8. Met inachtneming van het vorenoverwoge komt de geheimhoudingskamer tot het volgende oordeel:

- met betrekking tot de stukken aangeduid onder 3.1. is beperkte kennisneming reeds gerechtvaardigd op de grond omschreven onder 7.2.;

- met betrekking tot de stukken aangeduid onder 3.2. is beperkte kennisneming deels gerechtvaardigd op de grond omschreven onder 7.2. en overigens op de grond omschreven onder 7.1.;

- met betrekking tot de stukken aangeduid onder 3.3., mappen 1, 2 en 3, is beperkte kennisneming reeds gerechtvaardigd op de grond omschreven onder 7.2.;

- met betrekking tot de stukken aangeduid onder 3.3., mappen 4 en 5, is beperkte kennisneming gerechtvaardigd op de grond omschreven in 7.3.;

- met betrekking tot de stukken aangeduid onder 3.3, map 6, (word-)bestanden 1 en 4, is beperkte kennisneming reeds gerechtvaardigd op de grond omschreven onder 7.2.;

- met betrekking tot de stukken aangeduid onder 3.3 map 6, (PDF-)bestanden 2 en 3, is beperkte kennisneming gerechtvaardigd op de grond omschreven onder 7.3.;

- met betrekking tot het stuk aangeduid onder 3.4. is beperkte kennisneming reeds gerechtvaardigd op de grond omschreven onder 7.2.;

- met betrekking tot de stukken aangeduid onder 3.5. is beperkte kennisneming kennisneming gerechtvaardigd op de grond omschreven onder 7.3.
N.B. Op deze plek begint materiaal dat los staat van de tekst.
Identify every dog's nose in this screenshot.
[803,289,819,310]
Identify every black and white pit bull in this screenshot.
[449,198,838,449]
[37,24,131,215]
9. Het Hof merkt hierbij nog op dat een deel van de stukken waarvoor de inspecteur beperkte kennisneming heeft verzocht geen op de zaak betrekking hebbende stukken betreft omdat het hier om triviale mededingen gaat (zoals een e-mail inhoudende de mededeling dat een ambtenaar enkele weken met vakantie gaat), die voor de beslechting van het geschil van geen enkel belang kunnen zijn. Hetgeen is overwogen onder 8. heeft geen betrekking op deze stukken. Overlegging aan belanghebbende kan echter achterwege blijven omdat het geen stukken zijn als bedoeld in art. 8:42 lid 1 Awb.

Slotsom

10. Het verzoek tot beperkte kennisneming kan worden toegewezen.

De uitspraak is gedaan op 13 mei 2022 door mr. F.J.P.M. Haas, lid van de zevende enkelvoudige belastingkamer, en op dezelfde dag in het openbaar uitgesproken in aanwezigheid van mr. J.H.E. Breman als griffier.

(griffier) (lid van de belastingkamer)

Tegen deze tussenuitspraak staat geen rechtsmiddel open.